Some forward-thinking law firms have already made the switch. They are using Claude for drafting and analysis work where the model's tendency to express uncertainty prevents the kind of confident fabrication that gets attorneys sanctioned. They are using Perplexity for preliminary research because every claim comes with a verifiable source link. And they are running their final briefs through the new March 2026 citation verification tool as a last line of defense before filing.
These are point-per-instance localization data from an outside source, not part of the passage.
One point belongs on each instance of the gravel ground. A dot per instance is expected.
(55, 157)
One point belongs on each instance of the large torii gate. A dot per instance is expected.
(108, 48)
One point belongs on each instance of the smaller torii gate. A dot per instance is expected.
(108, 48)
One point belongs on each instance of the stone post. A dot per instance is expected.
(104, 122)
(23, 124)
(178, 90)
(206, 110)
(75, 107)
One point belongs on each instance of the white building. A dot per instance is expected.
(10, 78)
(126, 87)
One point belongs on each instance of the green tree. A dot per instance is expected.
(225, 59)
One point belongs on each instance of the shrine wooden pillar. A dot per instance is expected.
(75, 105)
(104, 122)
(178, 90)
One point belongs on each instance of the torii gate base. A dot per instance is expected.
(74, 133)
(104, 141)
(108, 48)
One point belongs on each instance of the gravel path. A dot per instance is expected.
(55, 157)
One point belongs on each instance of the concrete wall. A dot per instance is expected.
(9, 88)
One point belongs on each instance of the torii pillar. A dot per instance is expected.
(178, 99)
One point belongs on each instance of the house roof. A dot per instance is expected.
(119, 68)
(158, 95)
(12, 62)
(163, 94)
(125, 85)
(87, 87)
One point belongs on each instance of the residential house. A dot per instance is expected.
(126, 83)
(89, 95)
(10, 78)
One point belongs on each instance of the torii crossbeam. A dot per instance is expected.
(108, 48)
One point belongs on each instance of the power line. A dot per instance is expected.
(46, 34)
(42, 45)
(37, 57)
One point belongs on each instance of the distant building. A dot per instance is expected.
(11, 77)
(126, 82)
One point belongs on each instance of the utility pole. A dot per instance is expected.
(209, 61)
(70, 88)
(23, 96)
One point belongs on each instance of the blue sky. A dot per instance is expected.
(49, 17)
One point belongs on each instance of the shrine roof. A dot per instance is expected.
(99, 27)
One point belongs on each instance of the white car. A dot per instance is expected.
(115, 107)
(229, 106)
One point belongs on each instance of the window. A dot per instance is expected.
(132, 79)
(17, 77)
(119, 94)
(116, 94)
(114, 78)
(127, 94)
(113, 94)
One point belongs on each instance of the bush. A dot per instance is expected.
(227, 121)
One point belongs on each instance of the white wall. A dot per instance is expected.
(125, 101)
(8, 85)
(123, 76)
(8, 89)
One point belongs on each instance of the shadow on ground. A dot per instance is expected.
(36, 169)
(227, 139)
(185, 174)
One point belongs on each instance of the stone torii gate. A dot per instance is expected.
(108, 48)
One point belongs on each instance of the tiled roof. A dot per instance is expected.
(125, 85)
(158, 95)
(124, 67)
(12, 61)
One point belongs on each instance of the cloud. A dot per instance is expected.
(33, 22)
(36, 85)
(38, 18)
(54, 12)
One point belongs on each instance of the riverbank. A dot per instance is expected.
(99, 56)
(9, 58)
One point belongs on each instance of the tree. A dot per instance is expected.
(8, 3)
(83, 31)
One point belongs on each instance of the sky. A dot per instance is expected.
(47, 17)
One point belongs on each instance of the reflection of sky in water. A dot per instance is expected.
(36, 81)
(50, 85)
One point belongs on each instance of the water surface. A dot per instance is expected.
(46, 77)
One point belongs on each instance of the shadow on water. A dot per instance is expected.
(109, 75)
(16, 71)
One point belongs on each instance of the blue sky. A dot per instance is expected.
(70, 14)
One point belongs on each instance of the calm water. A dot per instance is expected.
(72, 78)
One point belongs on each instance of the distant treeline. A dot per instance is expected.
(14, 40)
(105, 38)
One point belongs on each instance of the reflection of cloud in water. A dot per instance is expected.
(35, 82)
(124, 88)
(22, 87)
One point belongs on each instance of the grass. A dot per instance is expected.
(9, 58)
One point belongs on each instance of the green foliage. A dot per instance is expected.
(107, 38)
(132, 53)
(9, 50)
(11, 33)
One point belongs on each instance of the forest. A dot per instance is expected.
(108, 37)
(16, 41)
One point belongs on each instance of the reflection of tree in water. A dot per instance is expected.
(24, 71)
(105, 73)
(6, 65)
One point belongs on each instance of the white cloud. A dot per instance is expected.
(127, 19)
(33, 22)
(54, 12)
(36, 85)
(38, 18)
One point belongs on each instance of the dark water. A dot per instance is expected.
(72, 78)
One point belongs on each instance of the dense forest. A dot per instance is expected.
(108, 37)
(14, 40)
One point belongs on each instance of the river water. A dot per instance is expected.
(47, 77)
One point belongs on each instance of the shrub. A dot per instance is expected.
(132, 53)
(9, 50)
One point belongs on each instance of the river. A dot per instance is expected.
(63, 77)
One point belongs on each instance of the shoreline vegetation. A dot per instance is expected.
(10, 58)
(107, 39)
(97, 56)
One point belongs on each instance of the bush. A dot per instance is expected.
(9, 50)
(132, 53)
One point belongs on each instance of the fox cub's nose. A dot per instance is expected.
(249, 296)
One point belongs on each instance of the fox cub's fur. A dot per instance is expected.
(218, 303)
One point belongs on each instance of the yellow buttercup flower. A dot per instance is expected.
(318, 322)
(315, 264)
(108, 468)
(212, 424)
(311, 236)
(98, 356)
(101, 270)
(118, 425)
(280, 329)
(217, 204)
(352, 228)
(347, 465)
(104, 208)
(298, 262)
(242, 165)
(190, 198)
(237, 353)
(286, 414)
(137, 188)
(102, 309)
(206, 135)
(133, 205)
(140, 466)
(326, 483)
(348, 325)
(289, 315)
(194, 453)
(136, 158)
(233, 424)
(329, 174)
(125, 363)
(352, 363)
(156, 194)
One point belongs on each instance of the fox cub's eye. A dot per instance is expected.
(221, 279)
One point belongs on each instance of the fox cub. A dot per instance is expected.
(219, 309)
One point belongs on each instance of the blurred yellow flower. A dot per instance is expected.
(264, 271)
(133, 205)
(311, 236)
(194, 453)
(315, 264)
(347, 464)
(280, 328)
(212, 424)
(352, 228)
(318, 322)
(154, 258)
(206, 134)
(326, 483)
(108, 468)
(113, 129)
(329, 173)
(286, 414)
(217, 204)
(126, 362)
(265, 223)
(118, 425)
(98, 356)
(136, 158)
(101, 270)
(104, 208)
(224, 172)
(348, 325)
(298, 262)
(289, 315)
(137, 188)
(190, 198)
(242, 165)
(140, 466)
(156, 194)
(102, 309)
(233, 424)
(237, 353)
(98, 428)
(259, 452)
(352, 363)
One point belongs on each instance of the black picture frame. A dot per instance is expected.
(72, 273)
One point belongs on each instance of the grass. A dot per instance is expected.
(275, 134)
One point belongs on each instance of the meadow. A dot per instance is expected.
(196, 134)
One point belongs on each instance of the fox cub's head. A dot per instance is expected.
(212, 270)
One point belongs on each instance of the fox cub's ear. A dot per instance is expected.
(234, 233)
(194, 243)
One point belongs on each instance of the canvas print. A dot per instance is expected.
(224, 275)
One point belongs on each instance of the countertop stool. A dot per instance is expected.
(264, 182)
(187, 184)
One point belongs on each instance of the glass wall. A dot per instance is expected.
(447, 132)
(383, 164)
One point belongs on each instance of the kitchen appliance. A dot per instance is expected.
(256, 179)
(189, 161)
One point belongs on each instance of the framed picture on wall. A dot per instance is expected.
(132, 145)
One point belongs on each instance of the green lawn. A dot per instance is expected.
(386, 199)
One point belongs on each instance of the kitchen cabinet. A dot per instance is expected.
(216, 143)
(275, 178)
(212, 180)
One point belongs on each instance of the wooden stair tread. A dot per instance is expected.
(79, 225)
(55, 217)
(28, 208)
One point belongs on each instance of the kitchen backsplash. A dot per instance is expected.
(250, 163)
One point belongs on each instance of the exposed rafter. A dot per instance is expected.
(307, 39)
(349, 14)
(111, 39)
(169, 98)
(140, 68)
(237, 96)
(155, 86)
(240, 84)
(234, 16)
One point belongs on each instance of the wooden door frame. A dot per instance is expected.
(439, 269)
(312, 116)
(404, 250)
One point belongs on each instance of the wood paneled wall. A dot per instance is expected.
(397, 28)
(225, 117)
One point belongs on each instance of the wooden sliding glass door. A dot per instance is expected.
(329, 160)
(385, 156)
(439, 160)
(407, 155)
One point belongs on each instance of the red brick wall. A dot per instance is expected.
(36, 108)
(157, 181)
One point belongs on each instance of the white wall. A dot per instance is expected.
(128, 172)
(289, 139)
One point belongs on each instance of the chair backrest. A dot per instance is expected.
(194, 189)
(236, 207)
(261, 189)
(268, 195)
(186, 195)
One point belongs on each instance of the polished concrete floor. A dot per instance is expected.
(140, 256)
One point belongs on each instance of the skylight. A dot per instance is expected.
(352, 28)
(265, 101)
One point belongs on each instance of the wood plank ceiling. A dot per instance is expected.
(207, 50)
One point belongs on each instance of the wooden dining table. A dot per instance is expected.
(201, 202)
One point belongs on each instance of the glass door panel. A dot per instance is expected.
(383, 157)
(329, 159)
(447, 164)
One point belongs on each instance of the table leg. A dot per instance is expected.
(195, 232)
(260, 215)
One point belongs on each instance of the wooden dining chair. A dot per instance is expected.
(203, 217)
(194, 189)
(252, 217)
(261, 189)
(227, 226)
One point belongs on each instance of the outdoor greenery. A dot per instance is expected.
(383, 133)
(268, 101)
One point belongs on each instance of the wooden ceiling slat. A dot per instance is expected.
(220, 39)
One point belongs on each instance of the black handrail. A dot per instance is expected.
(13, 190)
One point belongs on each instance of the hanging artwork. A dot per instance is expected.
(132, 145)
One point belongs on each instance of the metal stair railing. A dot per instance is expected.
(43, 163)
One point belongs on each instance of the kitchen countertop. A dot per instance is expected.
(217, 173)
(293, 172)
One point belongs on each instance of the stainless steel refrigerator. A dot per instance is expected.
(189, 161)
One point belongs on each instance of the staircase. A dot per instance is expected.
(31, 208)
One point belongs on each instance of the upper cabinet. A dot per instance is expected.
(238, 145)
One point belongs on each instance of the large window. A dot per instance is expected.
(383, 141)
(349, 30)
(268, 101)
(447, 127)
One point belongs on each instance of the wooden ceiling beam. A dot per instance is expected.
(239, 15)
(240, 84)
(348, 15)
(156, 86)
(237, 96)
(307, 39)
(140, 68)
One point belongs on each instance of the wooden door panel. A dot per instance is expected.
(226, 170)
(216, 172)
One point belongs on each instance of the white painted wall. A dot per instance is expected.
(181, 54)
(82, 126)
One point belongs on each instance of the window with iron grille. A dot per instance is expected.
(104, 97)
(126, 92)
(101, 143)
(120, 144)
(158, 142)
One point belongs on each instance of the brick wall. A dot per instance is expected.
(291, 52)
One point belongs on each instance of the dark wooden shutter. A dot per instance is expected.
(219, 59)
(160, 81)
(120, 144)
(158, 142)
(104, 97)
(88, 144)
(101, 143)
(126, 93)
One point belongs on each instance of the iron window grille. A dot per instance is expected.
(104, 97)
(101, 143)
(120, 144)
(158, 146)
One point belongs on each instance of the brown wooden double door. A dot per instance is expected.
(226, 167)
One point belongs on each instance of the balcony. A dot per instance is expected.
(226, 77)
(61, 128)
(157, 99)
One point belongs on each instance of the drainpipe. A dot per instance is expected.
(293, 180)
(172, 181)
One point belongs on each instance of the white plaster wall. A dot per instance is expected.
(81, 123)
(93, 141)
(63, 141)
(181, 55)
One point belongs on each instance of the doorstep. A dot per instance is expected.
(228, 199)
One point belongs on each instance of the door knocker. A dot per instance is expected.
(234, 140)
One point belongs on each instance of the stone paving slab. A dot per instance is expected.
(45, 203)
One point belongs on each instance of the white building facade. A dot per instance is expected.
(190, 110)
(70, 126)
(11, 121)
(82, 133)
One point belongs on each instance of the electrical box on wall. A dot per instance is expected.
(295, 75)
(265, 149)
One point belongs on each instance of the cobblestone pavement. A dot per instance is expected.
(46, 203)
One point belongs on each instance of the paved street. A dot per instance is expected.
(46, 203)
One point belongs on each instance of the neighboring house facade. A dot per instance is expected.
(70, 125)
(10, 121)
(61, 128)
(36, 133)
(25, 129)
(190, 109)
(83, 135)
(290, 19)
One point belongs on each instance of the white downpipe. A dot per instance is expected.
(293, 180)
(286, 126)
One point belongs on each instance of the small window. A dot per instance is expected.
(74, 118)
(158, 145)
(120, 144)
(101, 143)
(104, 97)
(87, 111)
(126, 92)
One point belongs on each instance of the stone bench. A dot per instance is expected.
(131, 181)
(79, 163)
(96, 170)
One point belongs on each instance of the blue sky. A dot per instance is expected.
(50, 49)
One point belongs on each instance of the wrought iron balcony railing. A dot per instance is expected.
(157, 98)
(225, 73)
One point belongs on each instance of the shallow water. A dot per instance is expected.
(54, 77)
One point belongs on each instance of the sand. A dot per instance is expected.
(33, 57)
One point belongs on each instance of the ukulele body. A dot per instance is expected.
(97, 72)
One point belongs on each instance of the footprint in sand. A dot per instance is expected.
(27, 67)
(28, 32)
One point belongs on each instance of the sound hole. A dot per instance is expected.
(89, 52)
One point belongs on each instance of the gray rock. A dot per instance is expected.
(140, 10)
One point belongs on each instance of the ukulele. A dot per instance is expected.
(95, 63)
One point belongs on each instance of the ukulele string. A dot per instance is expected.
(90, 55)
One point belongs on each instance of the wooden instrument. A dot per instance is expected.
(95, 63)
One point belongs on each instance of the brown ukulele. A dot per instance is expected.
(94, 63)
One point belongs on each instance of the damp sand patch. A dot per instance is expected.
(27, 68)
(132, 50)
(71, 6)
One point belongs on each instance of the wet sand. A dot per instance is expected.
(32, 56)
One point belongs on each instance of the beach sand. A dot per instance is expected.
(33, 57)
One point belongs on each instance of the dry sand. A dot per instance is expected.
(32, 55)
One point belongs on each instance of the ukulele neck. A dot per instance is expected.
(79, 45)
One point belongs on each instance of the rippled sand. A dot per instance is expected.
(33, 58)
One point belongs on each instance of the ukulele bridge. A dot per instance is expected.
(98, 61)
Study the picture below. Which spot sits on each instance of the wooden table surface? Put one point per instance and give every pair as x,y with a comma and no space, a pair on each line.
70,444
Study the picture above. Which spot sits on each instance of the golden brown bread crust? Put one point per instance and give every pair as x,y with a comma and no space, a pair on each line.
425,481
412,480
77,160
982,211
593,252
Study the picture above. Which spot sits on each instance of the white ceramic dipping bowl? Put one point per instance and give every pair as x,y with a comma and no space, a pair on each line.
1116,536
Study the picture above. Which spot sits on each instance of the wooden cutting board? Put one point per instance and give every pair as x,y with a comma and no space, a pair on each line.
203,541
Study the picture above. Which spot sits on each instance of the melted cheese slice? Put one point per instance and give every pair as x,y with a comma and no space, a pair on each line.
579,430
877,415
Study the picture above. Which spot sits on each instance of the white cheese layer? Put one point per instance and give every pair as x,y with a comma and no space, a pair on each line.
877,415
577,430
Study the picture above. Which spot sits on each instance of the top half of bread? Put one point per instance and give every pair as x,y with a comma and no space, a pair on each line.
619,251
None of this is about being anti-AI. AI is going to transform legal practice, and the firms that use it effectively will have an enormous advantage. But "effectively" does not mean "recklessly." It means choosing the right tool for the job. ChatGPT was designed to be a general-purpose conversational assistant. It was not designed for a profession where inventing a single citation can get you fined $31,000 and referred to the bar for disciplinary action. Other tools were built with exactly that kind of stakes in mind, and lawyers who are still using ChatGPT for legal research in 2026 are choosing the most dangerous option available when better alternatives exist right now.

The Verdict

Over 1,000 documented cases. At least 15 monetary sanctions. Fines up to $31,000. One of the nation's largest law firms caught three times. And the rate of new incidents is accelerating, not slowing. The legal profession's AI hallucination crisis is not a growing pain. It is a structural failure that will continue until courts mandate automated citation verification at the point of filing. Voluntary compliance has failed. The data proves it.

The legal profession likes to think of itself as careful, methodical, and committed to accuracy above all else. That self-image is being destroyed, one fabricated citation at a time. More than 1,000 times, an attorney looked at AI-generated output and decided it was good enough to submit to a court of law without verifying it. More than 1,000 times, clients paid for legal work built on fictional foundations. More than 1,000 times, the system that is supposed to be the most rigorous arbiter of truth in our society was fed lies generated by a machine.

The solution is not to ban AI from legal practice. The solution is to acknowledge that AI hallucinations are not edge cases or rare malfunctions. They are a fundamental feature of how these tools work. Every output must be verified. Every citation must be checked. Every attorney who signs a brief is personally responsible for the law cited within it. These principles are not new. They are as old as the profession itself. The only thing that has changed is that the temptation to skip the verification has never been stronger, and the consequences of doing so have never been more visible.

One thousand cases and counting. The number will be higher by the time you finish reading this.